STARfish is a RAID-1-like system with geographically distributed
Internet accessible "disks", which supports on-the-fly replication and
dynamic, hot recovery from disk failures. Because the system looks
like a SCSI disk, it works with any OS. STARfish is not a distributed
file system (STARfish works on a block level), it does not attempt to
solve a multiple-writer problem (that is, only one writer is assumed),
and it is not iSCSI. STARfish is built on commodity cheap
hardware. All the software is open source (cf. EMC SRDF).

STARfish is implemented under FreeBSD 4.x. In fact, it has been
working in authors' Lab since Feb 28th, 2001.

Implementation: Host elements and Storage Elements. A Host Element
(HE) is a small box with SCSI connectors.
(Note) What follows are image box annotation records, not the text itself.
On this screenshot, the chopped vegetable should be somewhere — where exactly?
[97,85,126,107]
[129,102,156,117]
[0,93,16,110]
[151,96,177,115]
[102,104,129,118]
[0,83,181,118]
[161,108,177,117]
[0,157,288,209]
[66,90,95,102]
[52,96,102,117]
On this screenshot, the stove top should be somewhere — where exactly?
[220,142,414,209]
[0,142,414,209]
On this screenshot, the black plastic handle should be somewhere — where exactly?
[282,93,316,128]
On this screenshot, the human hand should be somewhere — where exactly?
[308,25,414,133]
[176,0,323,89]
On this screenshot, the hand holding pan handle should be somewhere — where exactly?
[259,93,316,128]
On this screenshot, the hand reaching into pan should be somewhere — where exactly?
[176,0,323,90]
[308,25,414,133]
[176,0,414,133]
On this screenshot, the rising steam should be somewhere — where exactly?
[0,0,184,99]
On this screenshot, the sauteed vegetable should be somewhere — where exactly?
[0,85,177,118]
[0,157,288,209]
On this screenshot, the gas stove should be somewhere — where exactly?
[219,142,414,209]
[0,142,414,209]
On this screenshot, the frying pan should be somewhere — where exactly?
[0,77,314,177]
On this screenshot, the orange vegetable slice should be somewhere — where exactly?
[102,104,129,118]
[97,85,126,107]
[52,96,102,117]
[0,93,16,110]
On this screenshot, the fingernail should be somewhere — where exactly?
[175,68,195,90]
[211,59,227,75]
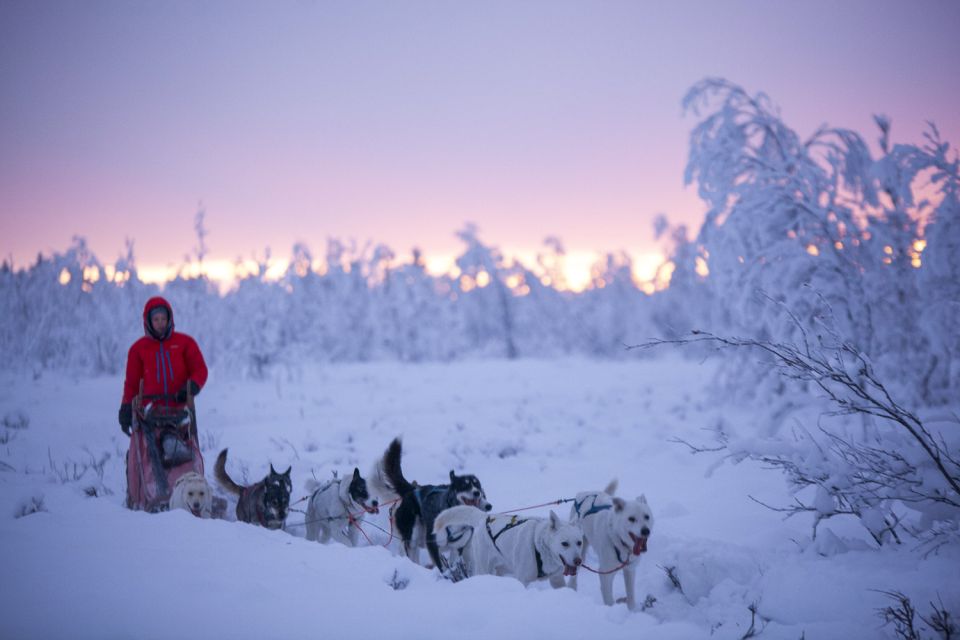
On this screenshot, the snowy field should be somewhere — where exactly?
[0,355,960,640]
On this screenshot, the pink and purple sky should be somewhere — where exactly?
[0,0,960,288]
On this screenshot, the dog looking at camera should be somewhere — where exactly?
[434,507,584,588]
[214,449,293,529]
[306,467,380,547]
[170,471,213,518]
[569,480,653,610]
[371,438,492,572]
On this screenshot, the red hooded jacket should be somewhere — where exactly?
[121,296,207,405]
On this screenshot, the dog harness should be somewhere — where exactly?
[480,516,547,580]
[487,516,529,554]
[240,482,267,527]
[573,493,613,518]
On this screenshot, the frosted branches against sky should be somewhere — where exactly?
[0,1,960,266]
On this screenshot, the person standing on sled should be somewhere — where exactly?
[119,296,207,511]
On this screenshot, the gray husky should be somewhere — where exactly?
[214,449,293,529]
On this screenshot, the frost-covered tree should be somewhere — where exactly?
[457,224,518,358]
[672,79,957,401]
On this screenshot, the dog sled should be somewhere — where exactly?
[127,383,203,513]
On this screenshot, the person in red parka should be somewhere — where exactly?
[119,296,207,436]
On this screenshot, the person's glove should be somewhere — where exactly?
[177,380,200,404]
[119,402,133,436]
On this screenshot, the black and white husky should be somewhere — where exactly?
[433,507,584,587]
[370,438,492,572]
[570,480,653,610]
[306,467,380,547]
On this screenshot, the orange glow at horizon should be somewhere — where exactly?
[88,251,676,295]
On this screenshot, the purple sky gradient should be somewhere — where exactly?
[0,0,960,266]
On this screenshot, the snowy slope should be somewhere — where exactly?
[0,357,960,639]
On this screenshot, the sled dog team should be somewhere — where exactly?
[170,438,653,609]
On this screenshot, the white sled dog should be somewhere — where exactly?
[433,506,585,587]
[306,467,380,547]
[170,471,213,518]
[569,480,653,610]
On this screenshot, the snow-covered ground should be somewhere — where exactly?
[0,356,960,640]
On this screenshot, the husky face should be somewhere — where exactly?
[613,495,653,555]
[450,469,493,511]
[263,464,293,529]
[347,467,380,513]
[170,471,213,518]
[547,511,583,576]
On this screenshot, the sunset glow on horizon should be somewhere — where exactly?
[0,0,960,278]
[65,246,672,295]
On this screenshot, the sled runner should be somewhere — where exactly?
[127,384,203,512]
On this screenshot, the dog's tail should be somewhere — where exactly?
[367,438,415,499]
[213,449,243,496]
[603,478,617,496]
[433,505,487,549]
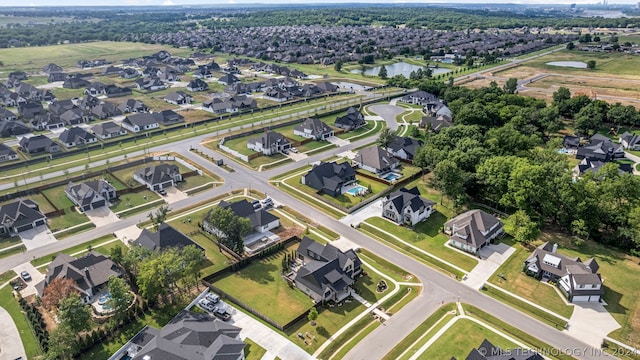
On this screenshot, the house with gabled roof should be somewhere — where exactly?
[293,236,362,303]
[112,310,246,360]
[293,118,333,140]
[382,187,436,226]
[334,106,367,131]
[620,131,640,150]
[0,143,18,162]
[133,222,204,252]
[133,164,182,191]
[35,251,122,303]
[247,130,291,156]
[444,209,504,254]
[300,161,356,197]
[0,199,47,235]
[58,126,98,149]
[64,179,118,212]
[523,241,604,302]
[386,135,424,161]
[91,121,127,139]
[18,135,60,154]
[353,145,400,176]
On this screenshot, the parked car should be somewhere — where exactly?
[198,299,216,311]
[213,309,231,321]
[209,293,220,304]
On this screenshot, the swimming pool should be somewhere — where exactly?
[382,173,402,181]
[345,185,367,196]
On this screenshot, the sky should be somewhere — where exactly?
[7,0,638,6]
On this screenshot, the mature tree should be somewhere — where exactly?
[433,159,464,207]
[148,205,170,231]
[58,293,91,332]
[378,65,387,79]
[502,78,518,94]
[207,206,252,254]
[509,210,540,244]
[107,276,133,322]
[378,127,393,148]
[42,278,78,309]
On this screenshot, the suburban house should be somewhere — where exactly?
[58,126,98,148]
[247,131,291,156]
[293,118,333,140]
[187,78,209,91]
[334,107,367,131]
[112,310,246,360]
[133,222,204,251]
[420,115,453,133]
[64,179,118,212]
[444,210,504,254]
[133,164,182,191]
[293,236,362,303]
[386,135,424,160]
[91,121,127,139]
[382,187,436,226]
[301,161,356,197]
[122,113,160,133]
[35,251,122,303]
[18,135,60,154]
[164,91,193,105]
[0,143,18,162]
[620,131,640,150]
[202,199,280,234]
[576,134,624,162]
[353,145,400,175]
[462,339,544,360]
[523,241,604,302]
[0,199,47,235]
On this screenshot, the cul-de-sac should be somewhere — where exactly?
[0,0,640,360]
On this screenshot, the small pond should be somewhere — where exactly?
[351,61,451,78]
[547,61,587,69]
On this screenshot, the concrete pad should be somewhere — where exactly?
[164,186,189,204]
[0,307,27,360]
[13,262,44,297]
[565,302,620,349]
[326,136,351,147]
[19,225,58,250]
[114,225,142,246]
[460,243,516,290]
[84,206,120,227]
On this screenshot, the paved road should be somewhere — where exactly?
[0,90,616,359]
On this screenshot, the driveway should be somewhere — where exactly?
[84,206,120,227]
[566,302,620,348]
[13,262,44,297]
[460,243,516,290]
[19,225,58,250]
[368,105,406,130]
[0,307,27,360]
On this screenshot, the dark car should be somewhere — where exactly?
[213,309,231,321]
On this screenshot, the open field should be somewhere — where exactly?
[0,41,192,72]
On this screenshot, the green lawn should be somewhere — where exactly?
[213,244,312,324]
[244,338,267,360]
[489,243,572,318]
[366,215,478,271]
[419,319,516,359]
[0,286,41,359]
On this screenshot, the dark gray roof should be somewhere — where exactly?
[132,310,246,360]
[134,222,204,251]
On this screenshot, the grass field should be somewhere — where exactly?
[213,244,312,324]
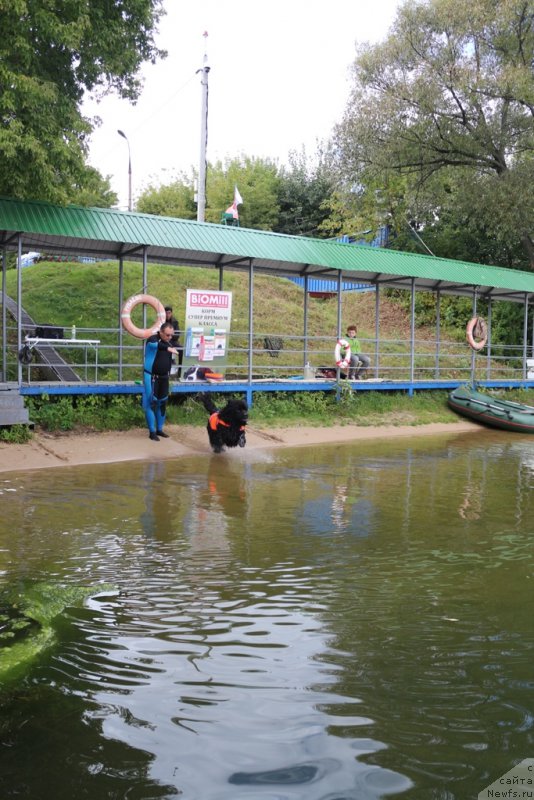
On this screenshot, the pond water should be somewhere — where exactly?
[0,430,534,800]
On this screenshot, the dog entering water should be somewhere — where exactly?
[199,393,248,453]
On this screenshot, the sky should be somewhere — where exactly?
[83,0,401,209]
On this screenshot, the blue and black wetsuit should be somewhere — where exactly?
[143,333,172,433]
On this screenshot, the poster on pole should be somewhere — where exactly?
[182,289,232,375]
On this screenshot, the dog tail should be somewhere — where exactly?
[198,392,217,414]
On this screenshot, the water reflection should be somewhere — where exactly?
[0,431,534,800]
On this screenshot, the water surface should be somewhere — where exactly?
[0,431,534,800]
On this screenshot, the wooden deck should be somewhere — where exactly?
[20,378,534,405]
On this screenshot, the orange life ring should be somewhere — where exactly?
[121,294,166,339]
[466,317,488,350]
[334,339,350,369]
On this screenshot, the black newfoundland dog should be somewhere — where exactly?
[199,393,248,453]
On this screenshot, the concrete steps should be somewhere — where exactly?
[0,383,30,426]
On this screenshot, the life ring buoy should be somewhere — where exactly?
[334,339,350,369]
[466,317,488,350]
[121,294,166,339]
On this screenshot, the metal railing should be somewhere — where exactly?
[5,327,534,384]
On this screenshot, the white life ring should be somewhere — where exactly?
[121,294,166,339]
[466,317,488,350]
[334,339,350,369]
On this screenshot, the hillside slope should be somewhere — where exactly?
[6,261,410,339]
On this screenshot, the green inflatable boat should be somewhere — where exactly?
[448,383,534,433]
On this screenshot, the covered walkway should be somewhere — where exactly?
[0,199,534,399]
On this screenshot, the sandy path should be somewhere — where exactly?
[0,420,481,472]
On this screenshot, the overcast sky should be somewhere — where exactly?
[84,0,400,208]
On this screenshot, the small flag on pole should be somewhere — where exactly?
[226,186,243,219]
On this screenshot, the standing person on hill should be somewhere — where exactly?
[165,306,184,376]
[346,325,371,381]
[143,322,178,442]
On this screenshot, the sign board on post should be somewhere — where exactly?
[182,289,232,374]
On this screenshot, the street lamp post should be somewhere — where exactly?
[117,131,132,211]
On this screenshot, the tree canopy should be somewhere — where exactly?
[0,0,164,204]
[335,0,534,269]
[137,152,335,236]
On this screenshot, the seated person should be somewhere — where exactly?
[346,325,371,381]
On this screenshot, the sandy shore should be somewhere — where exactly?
[0,420,480,472]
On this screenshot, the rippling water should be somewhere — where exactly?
[0,431,534,800]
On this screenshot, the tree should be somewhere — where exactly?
[274,149,335,236]
[137,156,280,230]
[0,0,165,203]
[336,0,534,269]
[136,173,197,219]
[206,155,280,231]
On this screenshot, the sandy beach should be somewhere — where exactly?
[0,420,480,473]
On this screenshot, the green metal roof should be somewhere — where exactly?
[0,198,534,301]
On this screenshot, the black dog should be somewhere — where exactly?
[200,393,248,453]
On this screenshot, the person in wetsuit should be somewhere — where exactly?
[143,322,177,442]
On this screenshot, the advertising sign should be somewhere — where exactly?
[182,289,232,374]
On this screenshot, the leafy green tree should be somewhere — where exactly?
[336,0,534,269]
[136,173,197,219]
[206,156,280,231]
[0,0,164,203]
[274,149,335,237]
[137,156,280,230]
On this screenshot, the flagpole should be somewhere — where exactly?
[197,31,210,222]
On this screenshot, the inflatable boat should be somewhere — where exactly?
[448,383,534,433]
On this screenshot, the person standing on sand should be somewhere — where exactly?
[143,322,178,442]
[346,325,371,381]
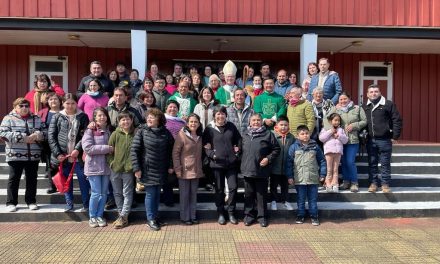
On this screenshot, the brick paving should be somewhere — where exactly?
[0,218,440,264]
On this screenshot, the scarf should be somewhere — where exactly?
[273,125,289,146]
[336,101,353,113]
[34,87,49,113]
[86,90,102,98]
[370,96,382,105]
[247,126,266,139]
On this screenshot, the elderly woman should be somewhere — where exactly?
[203,106,241,225]
[325,92,367,192]
[287,87,315,137]
[0,97,46,212]
[24,74,64,114]
[130,108,174,231]
[173,113,203,225]
[162,100,186,207]
[241,114,281,227]
[194,87,218,129]
[78,78,109,120]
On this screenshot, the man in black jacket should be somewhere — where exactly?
[363,84,402,193]
[76,61,115,100]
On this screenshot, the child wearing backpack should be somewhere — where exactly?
[286,125,326,226]
[108,111,135,229]
[319,113,348,193]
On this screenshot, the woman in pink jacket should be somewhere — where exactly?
[24,73,64,114]
[78,78,109,121]
[319,113,348,193]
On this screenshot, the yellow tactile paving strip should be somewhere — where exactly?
[0,218,440,264]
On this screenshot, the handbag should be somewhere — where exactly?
[52,157,76,194]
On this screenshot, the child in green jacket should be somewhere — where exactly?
[108,111,135,229]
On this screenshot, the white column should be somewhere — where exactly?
[298,33,318,85]
[131,30,147,80]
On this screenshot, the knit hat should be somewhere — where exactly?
[223,60,237,76]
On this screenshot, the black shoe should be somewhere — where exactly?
[229,213,238,225]
[217,214,226,225]
[180,220,192,225]
[243,217,254,226]
[105,199,116,210]
[295,216,304,224]
[147,220,160,231]
[46,188,57,194]
[258,218,269,227]
[156,218,167,227]
[312,218,319,226]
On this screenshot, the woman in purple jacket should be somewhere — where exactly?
[81,107,113,227]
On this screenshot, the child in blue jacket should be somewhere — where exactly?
[286,125,326,226]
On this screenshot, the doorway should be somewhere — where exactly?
[358,61,393,104]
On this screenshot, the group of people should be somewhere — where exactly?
[0,58,402,230]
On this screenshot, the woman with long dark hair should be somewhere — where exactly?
[173,113,203,225]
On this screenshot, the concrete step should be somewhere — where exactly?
[0,202,440,222]
[0,187,440,204]
[0,172,440,189]
[0,160,440,175]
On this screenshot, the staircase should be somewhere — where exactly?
[0,145,440,222]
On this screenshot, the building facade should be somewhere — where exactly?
[0,0,440,142]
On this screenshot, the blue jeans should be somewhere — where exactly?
[367,138,393,185]
[295,184,318,218]
[145,185,160,221]
[63,161,90,208]
[341,144,359,184]
[88,175,110,218]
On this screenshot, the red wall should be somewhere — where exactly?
[0,45,440,142]
[0,0,440,27]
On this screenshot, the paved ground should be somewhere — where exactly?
[0,218,440,264]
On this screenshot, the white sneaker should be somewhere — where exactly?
[284,202,293,211]
[28,204,38,210]
[270,201,278,211]
[6,204,17,212]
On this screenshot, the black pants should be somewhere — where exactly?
[6,161,40,205]
[270,174,289,203]
[162,173,177,206]
[244,177,268,220]
[212,168,237,213]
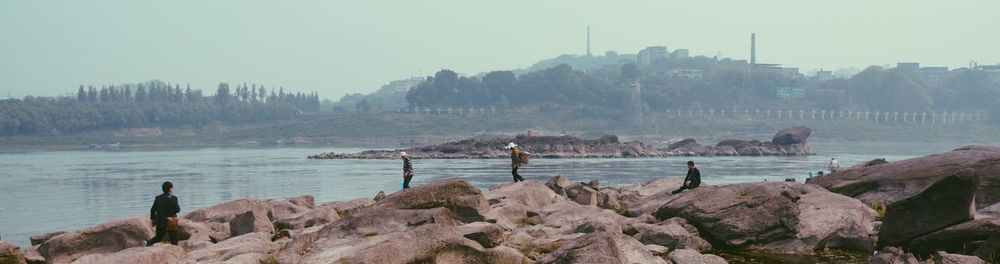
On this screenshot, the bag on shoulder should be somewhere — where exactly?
[167,217,180,231]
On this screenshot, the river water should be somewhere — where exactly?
[0,143,962,246]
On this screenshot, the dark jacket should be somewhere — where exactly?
[684,168,701,187]
[403,158,413,176]
[149,193,181,225]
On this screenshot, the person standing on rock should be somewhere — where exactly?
[826,158,840,173]
[506,142,524,182]
[146,182,181,246]
[671,160,701,194]
[399,151,413,190]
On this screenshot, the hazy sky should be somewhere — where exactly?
[0,0,1000,100]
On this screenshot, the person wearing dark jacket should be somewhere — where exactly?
[672,160,701,194]
[399,152,413,189]
[505,142,524,182]
[146,182,181,246]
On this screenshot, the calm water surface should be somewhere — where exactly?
[0,143,961,246]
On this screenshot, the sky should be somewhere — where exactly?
[0,0,1000,100]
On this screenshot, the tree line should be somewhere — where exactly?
[406,57,1000,121]
[0,81,320,135]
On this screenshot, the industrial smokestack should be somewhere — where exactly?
[750,33,757,65]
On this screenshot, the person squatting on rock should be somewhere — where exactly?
[146,182,181,246]
[399,152,413,189]
[826,158,840,173]
[506,142,524,182]
[671,160,701,194]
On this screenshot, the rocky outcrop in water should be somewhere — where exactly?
[25,147,1000,264]
[309,127,812,159]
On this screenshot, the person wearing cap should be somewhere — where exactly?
[399,151,413,189]
[671,160,701,194]
[506,142,524,182]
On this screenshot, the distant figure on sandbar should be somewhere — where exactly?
[826,158,840,173]
[146,182,181,246]
[671,160,701,194]
[505,142,528,182]
[399,151,413,189]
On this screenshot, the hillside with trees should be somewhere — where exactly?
[0,81,320,135]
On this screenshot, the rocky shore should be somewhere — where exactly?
[0,146,1000,264]
[309,127,812,159]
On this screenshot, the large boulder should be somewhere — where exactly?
[375,179,490,222]
[538,232,667,264]
[229,210,274,236]
[907,218,1000,255]
[73,244,195,264]
[878,169,979,249]
[277,224,528,264]
[626,218,712,252]
[319,198,375,217]
[809,146,1000,208]
[759,184,876,255]
[655,183,799,247]
[190,233,278,263]
[771,126,812,145]
[38,217,155,264]
[485,180,566,226]
[274,207,340,230]
[0,240,25,264]
[937,251,986,264]
[667,249,729,264]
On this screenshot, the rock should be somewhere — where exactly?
[758,184,876,255]
[937,251,986,264]
[375,179,490,222]
[73,244,195,264]
[545,175,570,196]
[288,195,316,209]
[274,207,340,230]
[907,218,1000,255]
[655,183,799,247]
[771,126,812,145]
[667,138,698,150]
[38,217,155,264]
[667,249,729,264]
[868,247,921,264]
[190,233,278,263]
[484,180,566,226]
[229,210,274,237]
[319,198,375,217]
[632,218,712,252]
[809,146,1000,208]
[277,223,528,264]
[23,246,45,264]
[30,231,66,246]
[0,240,26,264]
[538,232,667,264]
[458,222,510,248]
[878,169,979,247]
To a computer, HE looks like
a SCSI disk. When HE receives a SCSI write command from the master, HE
assigns the command a sequence number and sends the command, over
TCP/IP, to storage elements (SE). Once HE receives enough
acknowledgments from SEs, HE acknowledges the command to the
master. When the master sends a read SCSI command, HE may either ask
all SEs for the needed blocks, or ask one SE (the one with the least
latency). Recovery: HE keeps a log of recent writes, for replaying on
SEs that come back from short failures. If an SE was down for an
extensive period of time, the SE asks the neighboring SEs for their
replay logs (which they keep). While SE recovers, it receives and
executes writes from HE. Thus SE recovery is "hot": when the recovery
is completed, SE is fully in the current state. HE failure is remedied
through replication. Again, STARfish is not a distributed backup
system: STARfish does not have a master store. All SEs in Starfish are
peers, and all of the SEs may be off-site.

Measurements indicate the overhead of 14% on a PostMark benchmark; HE
and SEs were connected via Internet with a simulated latency equal to
the latency of the Internet connection between NY and LA.  Online
recovery causes 4-22% degradation in performance.

Experiments showed that the best configuration has three SEs, two of
which are enough for the quorum (that is, two write ACKs are enough
for HE to send the ACK to the SCSI master). One SE not in the quorum
can have high latency (i.e., be far off-site).


* Secure and Flexible Global File Sharing
Stefan Miltchev, University of Pennsylvania; Vassilis Prevelakis,
Drexel University; Sotiris Ioannidis, University of Pennsylvania; John
Ioannidis, AT&T Labs - Research; Angelos D. Keromytis, Columbia
University; Jonathan M. Smith, University of Pennsylvania
FREENIX Track, pp. 165-178 of the Proceedings
http://www.usenix.org/events/usenix03/tech/freenix03/miltchev.html

The goal of the DisCFS project is to provide distributed access to
remote files in a secure fashion. Clients are identified by their
certificates. The file server does not need accounts for every remote
client: decentralized access control.

The presenter mentioned that they have been using a KeyNote system for
managing authorization certificates. KeyNote's signed certificates may
contain complex conditions (based on the identity of the requester,
his domain, time of the day, etc). Furthermore, a person can delegate
a subset of his permissions to another person. This greatly simplifies
managing of certificates.

Implementation: a user-level NFS server, accessible over IPSec. For a
macro-benchmark -- kernel compile -- the processing of credentials is
amortized, and there is no difference in performance between DisCFS
and NFS (on which DisCFS is based). Future work: implement short-lived
refresher credentials, to be presented along with the regular
credentials, to support flexible revocation.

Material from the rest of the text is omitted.